At the Melbourne Cup lunch, Matthew Jensen and I were talking about the Java 4K competition, where you have to implement a game in Java where your resulting .jar file is 4KB or less. The competition harks back to the old 8bit demo scene where l33t – and mostly Eastern European – hackers created awesome graphics demos in pint-sized programs.

We joked about how far you’d get if you tried to create a Wiki in 4k.

This is a joke no more.

Wiki4k

screen1.png

Over the last couple of weekends I put together Wiki4k. It is easy to run, just download all 4069 bytes of wiki4k.jar (use Save As) and from the command line run java -jar wiki4k.jar 8080 and go to http://localhost:8080/ in your browser. Features:

  • A built-in HTTP 1.1 web server.
  • Wiki syntax including *bold*, [page link], headings, paragraphs, list and more (see below)
  • Edit and create wiki pages (full UTF-8 support).
  • Add comments to pages.
  • Pages and comments are persisted to disk.
  • A recent-changes page and a RSS feed.
  • A pluggable macro system.

Wiki Markup

Markup is transformed to html by stepping through the input string using one big regex and an even bigger switch statement. There are probably a variety of inputs that will cause it to barf, but I have a set of unit tests that shows that it works for all the simple cases.

  • Span styles of *bold* _italics_ -strikethrough- +underlined+ ^superscript^ ~subscript~ and {{code}}.
  • Span styles can nest, eg *this is all bold, some _italics_* (but not recursive nesting e.g. _ italics _inner italics_ italics_).
  • [Page Links] (can include spaces, case sensitive).
  • Escape meta-characters with slosh.
  • Html escaping (i.e. no html injection).
  • Blank lines start new paragraphs (as opposed to Confluence where any line is a line break).
  • bq. block quotes.
  • ---- horizontal rule.
  • h1. to h6. for headings.
  • * based nested lists. ** is a second level etc.
  • {macroname}...body...{macroname} Pluggable macros (see below).

Built-in web server

There is something kinda special about HTTP – it is amazing what you can do by just reading the request line from a Socket and bunging it through a regular expression. I wouldn’t claim that Wiki4k is a strictly HTTP 1.1 compliant (clockless) web server, but I’d say it is pretty close.

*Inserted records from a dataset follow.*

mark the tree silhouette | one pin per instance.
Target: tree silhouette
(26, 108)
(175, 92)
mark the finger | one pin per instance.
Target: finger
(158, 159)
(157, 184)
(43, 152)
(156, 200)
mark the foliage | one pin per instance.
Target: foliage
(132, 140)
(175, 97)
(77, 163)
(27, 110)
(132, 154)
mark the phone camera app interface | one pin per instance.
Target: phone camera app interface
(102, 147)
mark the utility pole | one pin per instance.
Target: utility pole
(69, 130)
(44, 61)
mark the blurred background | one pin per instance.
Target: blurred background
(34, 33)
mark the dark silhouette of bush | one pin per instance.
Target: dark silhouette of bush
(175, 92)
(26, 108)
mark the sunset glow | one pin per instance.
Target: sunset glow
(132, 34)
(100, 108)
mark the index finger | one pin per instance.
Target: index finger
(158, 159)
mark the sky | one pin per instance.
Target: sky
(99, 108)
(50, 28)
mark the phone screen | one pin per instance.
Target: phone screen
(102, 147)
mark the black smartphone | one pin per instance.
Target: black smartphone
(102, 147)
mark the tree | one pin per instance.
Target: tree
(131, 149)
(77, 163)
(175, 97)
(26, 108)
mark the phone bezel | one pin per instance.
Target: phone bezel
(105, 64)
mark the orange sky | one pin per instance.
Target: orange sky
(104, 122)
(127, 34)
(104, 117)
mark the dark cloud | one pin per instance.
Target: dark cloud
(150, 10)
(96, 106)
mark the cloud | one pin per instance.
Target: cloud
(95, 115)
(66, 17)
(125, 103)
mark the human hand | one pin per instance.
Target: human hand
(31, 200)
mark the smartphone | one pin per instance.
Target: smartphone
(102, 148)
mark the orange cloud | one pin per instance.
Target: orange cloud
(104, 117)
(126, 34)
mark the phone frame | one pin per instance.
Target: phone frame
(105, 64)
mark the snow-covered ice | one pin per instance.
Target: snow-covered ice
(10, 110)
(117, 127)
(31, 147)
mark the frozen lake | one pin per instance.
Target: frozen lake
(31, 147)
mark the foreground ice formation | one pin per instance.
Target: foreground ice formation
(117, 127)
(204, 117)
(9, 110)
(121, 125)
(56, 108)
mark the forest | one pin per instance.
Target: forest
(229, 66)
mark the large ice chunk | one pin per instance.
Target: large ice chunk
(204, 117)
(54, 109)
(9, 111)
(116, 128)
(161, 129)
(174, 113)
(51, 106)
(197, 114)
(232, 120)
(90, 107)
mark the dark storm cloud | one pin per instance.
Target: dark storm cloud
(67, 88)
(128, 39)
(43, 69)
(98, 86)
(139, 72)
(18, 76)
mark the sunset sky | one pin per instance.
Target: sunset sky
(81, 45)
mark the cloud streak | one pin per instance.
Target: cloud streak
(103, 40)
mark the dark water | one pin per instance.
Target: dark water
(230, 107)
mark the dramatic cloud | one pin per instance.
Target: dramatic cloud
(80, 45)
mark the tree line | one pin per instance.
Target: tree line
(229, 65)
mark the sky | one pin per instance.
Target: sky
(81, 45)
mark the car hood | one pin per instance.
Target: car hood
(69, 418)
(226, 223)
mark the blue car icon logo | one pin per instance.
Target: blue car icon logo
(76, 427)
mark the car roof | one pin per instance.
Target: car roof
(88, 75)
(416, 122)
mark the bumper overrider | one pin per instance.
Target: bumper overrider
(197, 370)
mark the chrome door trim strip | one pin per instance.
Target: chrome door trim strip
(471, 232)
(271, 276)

Close enough to fool Firefox and Safari (didn’t try IE).

To reduce the code size, I just accept GET requests and I skip over any and all headers. Parsing POST was just a bit too onerous, so form submits that should normally POST just GET and receive a 307 redirect, which is not a bad hack to get rid of dangling form query parameters.

Everything else I don’t understand gets a 500 response.

Things that work:

  • GETs to page names (page names allow alphanumeric and space characters).
  • A GET to / loads the Home page.
  • GETs /recent-changes and /recent-changes.rss.
  • GETs to /pagename/edit and /pagename/save?page=newtext and /pagename?addcomment=commenttxt.

Things that don’t work so much:

  • The server is single threaded, it can only process one request at a time.
  • There are probably requests that might crash or DOS the server.
  • Early on I was honouring conditional GETs (ETag/If-None-Match) but for some reason FireFox would only send the If-None-Match on every second request (and I couldn’t work out what Safari was doing), so I ditched it and used the code-space for pluggable macros.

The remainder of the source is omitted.